Technical Ecstasy | ||||
---|---|---|---|---|
Studio album by Black Sabbath | ||||
Released | 25 September 1976 | |||
Recorded | June 1976 | |||
Studio | Criteria Studios, Miami, Florida | |||
Genre | Heavy metal | |||
Length | 40:35 | |||
Label | Vertigo | |||
Producer | Black Sabbath | |||
Black Sabbath chronology | ||||
|
Professional ratings | |
---|---|
Review scores | |
Source | Rating |
AllMusic | |
The Rolling Stone Album Guide |
Technical Ecstasy is the seventh studio album by English rock band Black Sabbath, produced by guitarist Tony Iommi and released in September 1976. The album was certified Gold on 19 June 1997 and peaked at number 51 on the Billboard 200 Album chart.

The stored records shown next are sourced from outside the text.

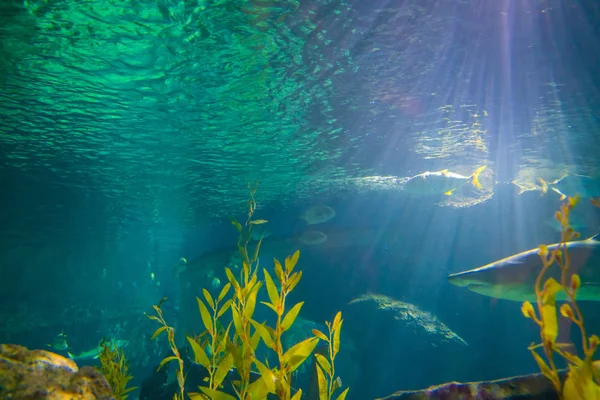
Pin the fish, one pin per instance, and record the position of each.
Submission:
(94, 353)
(441, 182)
(60, 342)
(260, 232)
(571, 185)
(317, 214)
(311, 237)
(514, 277)
(577, 222)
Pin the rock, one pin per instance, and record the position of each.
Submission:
(400, 345)
(40, 374)
(527, 387)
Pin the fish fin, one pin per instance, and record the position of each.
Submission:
(595, 238)
(475, 177)
(544, 185)
(562, 195)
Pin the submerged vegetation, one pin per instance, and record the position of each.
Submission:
(115, 367)
(583, 380)
(220, 348)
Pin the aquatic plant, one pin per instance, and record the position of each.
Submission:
(171, 340)
(115, 368)
(330, 383)
(236, 347)
(583, 380)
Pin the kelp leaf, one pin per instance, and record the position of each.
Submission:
(549, 318)
(197, 396)
(527, 310)
(298, 353)
(223, 369)
(251, 301)
(294, 279)
(231, 278)
(224, 292)
(267, 375)
(278, 270)
(336, 338)
(320, 335)
(158, 332)
(237, 225)
(271, 306)
(290, 317)
(322, 384)
(543, 366)
(206, 318)
(575, 283)
(224, 308)
(290, 261)
(216, 394)
(208, 298)
(237, 322)
(257, 389)
(580, 384)
(165, 360)
(324, 363)
(271, 289)
(200, 356)
(337, 383)
(337, 321)
(342, 395)
(264, 333)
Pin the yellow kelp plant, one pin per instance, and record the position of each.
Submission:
(235, 346)
(115, 368)
(583, 380)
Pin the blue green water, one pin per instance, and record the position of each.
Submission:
(130, 130)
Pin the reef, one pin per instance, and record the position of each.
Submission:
(39, 374)
(526, 387)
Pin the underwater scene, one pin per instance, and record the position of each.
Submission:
(299, 199)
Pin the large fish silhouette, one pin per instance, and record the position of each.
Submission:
(513, 278)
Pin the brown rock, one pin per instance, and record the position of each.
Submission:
(40, 374)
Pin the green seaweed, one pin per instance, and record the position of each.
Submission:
(115, 368)
(171, 339)
(583, 378)
(235, 346)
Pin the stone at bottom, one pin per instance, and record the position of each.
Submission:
(526, 387)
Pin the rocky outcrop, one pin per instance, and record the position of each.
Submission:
(527, 387)
(401, 345)
(40, 374)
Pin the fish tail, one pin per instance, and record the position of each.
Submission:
(544, 185)
(475, 177)
(562, 195)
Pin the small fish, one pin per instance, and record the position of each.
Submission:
(60, 342)
(513, 278)
(260, 232)
(571, 185)
(317, 215)
(311, 238)
(95, 352)
(441, 182)
(577, 222)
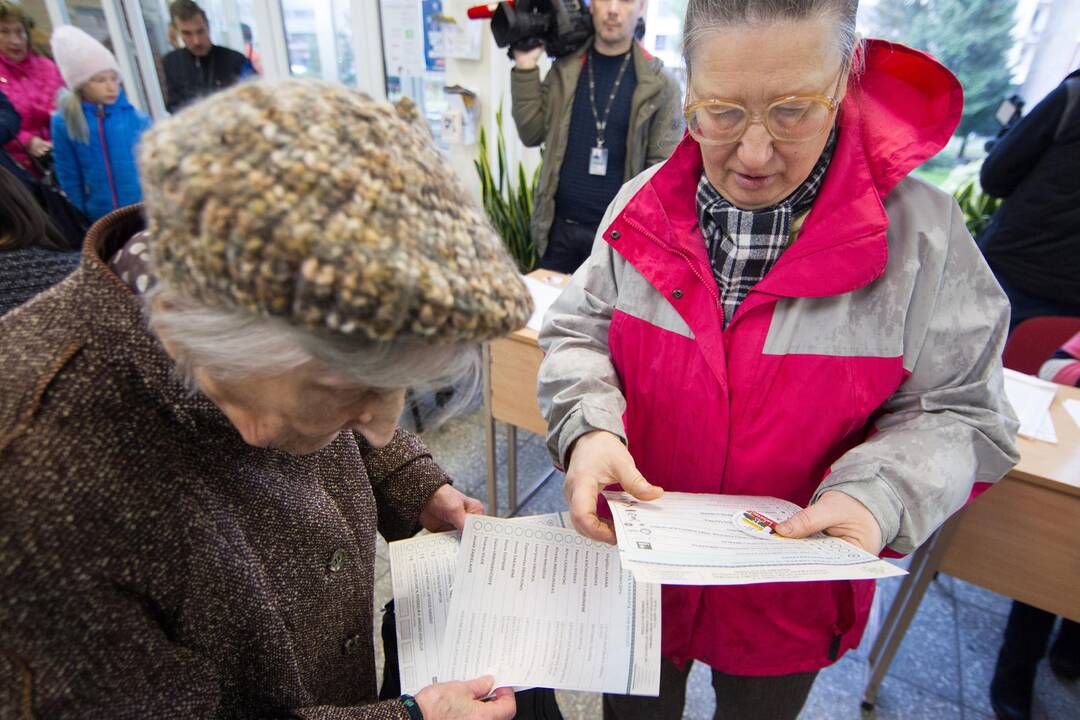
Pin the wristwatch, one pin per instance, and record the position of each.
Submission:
(412, 707)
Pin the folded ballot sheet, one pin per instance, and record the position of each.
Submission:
(527, 600)
(1031, 398)
(694, 539)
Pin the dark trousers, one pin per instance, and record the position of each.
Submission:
(779, 697)
(569, 244)
(1025, 306)
(1027, 635)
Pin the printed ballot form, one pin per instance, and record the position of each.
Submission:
(1031, 398)
(545, 607)
(422, 572)
(694, 539)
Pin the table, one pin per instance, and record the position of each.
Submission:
(510, 368)
(1017, 539)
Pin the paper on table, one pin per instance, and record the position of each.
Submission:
(543, 297)
(692, 539)
(547, 607)
(1072, 407)
(421, 570)
(1030, 398)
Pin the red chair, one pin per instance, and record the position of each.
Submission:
(1035, 340)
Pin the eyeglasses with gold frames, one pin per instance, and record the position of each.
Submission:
(790, 119)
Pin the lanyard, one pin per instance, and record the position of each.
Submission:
(602, 124)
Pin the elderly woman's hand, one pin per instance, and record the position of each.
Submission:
(39, 147)
(839, 515)
(599, 459)
(446, 510)
(464, 700)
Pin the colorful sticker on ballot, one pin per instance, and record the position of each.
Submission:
(754, 524)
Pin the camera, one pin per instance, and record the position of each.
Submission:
(561, 26)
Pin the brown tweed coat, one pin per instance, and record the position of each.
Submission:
(151, 564)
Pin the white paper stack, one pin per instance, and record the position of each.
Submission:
(532, 603)
(1030, 398)
(694, 539)
(543, 296)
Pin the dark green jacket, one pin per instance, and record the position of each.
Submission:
(541, 111)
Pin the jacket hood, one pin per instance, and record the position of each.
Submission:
(908, 105)
(121, 105)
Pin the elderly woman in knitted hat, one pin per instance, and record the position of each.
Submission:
(189, 504)
(30, 81)
(95, 128)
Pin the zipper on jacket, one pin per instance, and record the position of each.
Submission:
(834, 647)
(689, 259)
(105, 150)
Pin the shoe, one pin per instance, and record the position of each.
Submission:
(1065, 653)
(1011, 691)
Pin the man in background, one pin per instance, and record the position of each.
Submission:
(200, 67)
(1033, 242)
(604, 114)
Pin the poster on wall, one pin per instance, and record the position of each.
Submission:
(434, 55)
(403, 38)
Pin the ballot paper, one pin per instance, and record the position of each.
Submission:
(547, 607)
(693, 539)
(1030, 398)
(421, 571)
(543, 296)
(1072, 407)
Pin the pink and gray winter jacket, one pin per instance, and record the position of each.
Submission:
(31, 87)
(867, 361)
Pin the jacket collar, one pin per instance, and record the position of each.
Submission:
(898, 113)
(122, 104)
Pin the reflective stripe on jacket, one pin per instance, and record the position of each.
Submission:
(867, 361)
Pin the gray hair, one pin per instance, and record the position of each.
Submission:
(230, 343)
(706, 16)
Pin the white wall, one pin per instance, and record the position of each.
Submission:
(489, 78)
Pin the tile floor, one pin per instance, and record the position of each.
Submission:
(943, 668)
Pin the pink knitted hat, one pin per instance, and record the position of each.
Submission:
(79, 56)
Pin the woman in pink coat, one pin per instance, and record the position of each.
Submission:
(29, 81)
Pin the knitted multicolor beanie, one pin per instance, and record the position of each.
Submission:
(313, 203)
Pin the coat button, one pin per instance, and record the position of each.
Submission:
(337, 560)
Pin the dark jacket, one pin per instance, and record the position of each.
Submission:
(1033, 242)
(30, 270)
(542, 116)
(9, 131)
(152, 565)
(99, 175)
(185, 79)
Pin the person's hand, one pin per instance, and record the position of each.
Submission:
(446, 510)
(599, 459)
(39, 147)
(448, 701)
(839, 515)
(526, 59)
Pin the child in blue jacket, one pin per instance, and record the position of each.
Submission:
(94, 128)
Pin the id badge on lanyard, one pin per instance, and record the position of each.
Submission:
(597, 161)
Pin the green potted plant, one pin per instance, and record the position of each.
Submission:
(509, 205)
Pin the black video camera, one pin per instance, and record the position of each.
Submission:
(561, 26)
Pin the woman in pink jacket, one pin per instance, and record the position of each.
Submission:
(29, 81)
(780, 310)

After the frustrating legal battles that accompanied the recording of their 1975 album Sabotage, Black Sabbath chose Miami's Criteria Studios for the making of Technical Ecstasy, which continued the band's separation from its signature doom and darkness that had been a trademark of the sound of their earlier albums. Writing in the July 2001 issue of Guitar World Dan Epstein noted, "The sessions proved extremely relaxing for everyone except Iommi, who was left to oversee the production while the others sunned themselves on the beach." Iommi explained to Guitar World in 1992, "We recorded the album in Miami, and nobody would take responsibility for the production. No one wanted to bring in an outside person for help, and no one wanted the whole band to produce it. So they left it all to me!" In the liner notes to the band's 1998 live album Reunion, Phil Alexander writes that while the band were struggling to finish the album "rock had spawned a new set of iconoclasts as the Sex Pistols, the Clash and the Damned led the UK rock explosion. Suddenly Sabbath found themselves both unsure of their musical direction and labeled as has-beens." "It's not like now: If you're a heavy metal band, you put out a heavy metal album," Butler explained to Uncut in 2014. "Back then, you had to at least try to be modern and keep up. Punk was massive then and we felt that our time had come and gone." To make matters worse for the band, manager Don Arden began spending more of his time focusing on another one of his acts, ELO, whose 1975 album Face The Music was their first to make the US top ten. Iommi's determination to move Sabbath into a new direction was misguided according to some, with Mick Wall noting in the 2013 book Black Sabbath: Symptom of the Universe that while future soft rock million-sellers Hotel California and Rumours were just around the corner, "to try and force that sound on Black Sabbath was like trying to put lamb's wool on a suit of armour. It just didn't work, pleasing nobody."